It’s certainly an intriguing story, where post-rock fits into the great scheme of things musically, and Jack Chuter is to be commended for creating a personal approach to tackling it.
Of course, that might also lead to gripes that he doesn’t draw the same conclusions that you, the reader, may wish he does, but hey, this is prog and it’s not like we’ve never had people griping about suchlike before…

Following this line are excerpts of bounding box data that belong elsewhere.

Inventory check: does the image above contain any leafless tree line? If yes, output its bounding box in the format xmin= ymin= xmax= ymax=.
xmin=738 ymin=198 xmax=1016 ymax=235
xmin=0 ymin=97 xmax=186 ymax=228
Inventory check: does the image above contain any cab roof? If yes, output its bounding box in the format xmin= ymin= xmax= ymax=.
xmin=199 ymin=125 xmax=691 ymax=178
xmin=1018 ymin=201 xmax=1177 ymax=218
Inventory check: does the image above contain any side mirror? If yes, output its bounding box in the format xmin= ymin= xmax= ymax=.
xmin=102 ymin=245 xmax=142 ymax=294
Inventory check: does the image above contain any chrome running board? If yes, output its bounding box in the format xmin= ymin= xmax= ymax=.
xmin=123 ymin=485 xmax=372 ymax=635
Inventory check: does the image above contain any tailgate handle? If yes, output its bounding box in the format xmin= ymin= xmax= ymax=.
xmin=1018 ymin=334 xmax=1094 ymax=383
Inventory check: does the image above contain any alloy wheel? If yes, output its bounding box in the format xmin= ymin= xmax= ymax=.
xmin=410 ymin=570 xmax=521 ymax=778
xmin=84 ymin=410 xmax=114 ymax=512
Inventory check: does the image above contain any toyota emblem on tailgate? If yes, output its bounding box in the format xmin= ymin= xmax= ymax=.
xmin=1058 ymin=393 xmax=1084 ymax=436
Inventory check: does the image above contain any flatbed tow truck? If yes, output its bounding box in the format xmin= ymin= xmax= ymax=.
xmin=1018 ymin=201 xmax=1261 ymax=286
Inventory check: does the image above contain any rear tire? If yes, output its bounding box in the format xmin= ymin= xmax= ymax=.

Where post-rock, a sub-genre seemingly as expansive as progressive music itself, fits into the word of prog is dealt with early in the book, with oft-quoted early press figurehead Simon Reynolds stating that, “the thing about prog is that most of it actually rocks. It rocks weird, but it still rocks”. Of course, there are also the vast soundscapes that exist within both. The elegiac Talk Talk (“more of a prog band than post-rock,” suggests Reynolds) and US noiseniks Slint (“prog punk” according to Reynolds) are Chuter’s key figureheads. But elsewhere Mogwai, Godspeed!, Tortoise, Isis, Sigur Rós, 65daysofstatic and Maybeshewill, all bands that Prog readers will have seen on these here pages, feature heavily, further strengthening the connection between the two evidently simpatico worlds.
Whether Chuter does enough to adequately explain what post-rock is, beyond the assertion that to define it is pretty difficult (something else it shares with prog) is not esay to call. But at the end of the day this is as decent a primer for a musical genre that can appear as confusing and difficult to get to the bottom of as prog itself.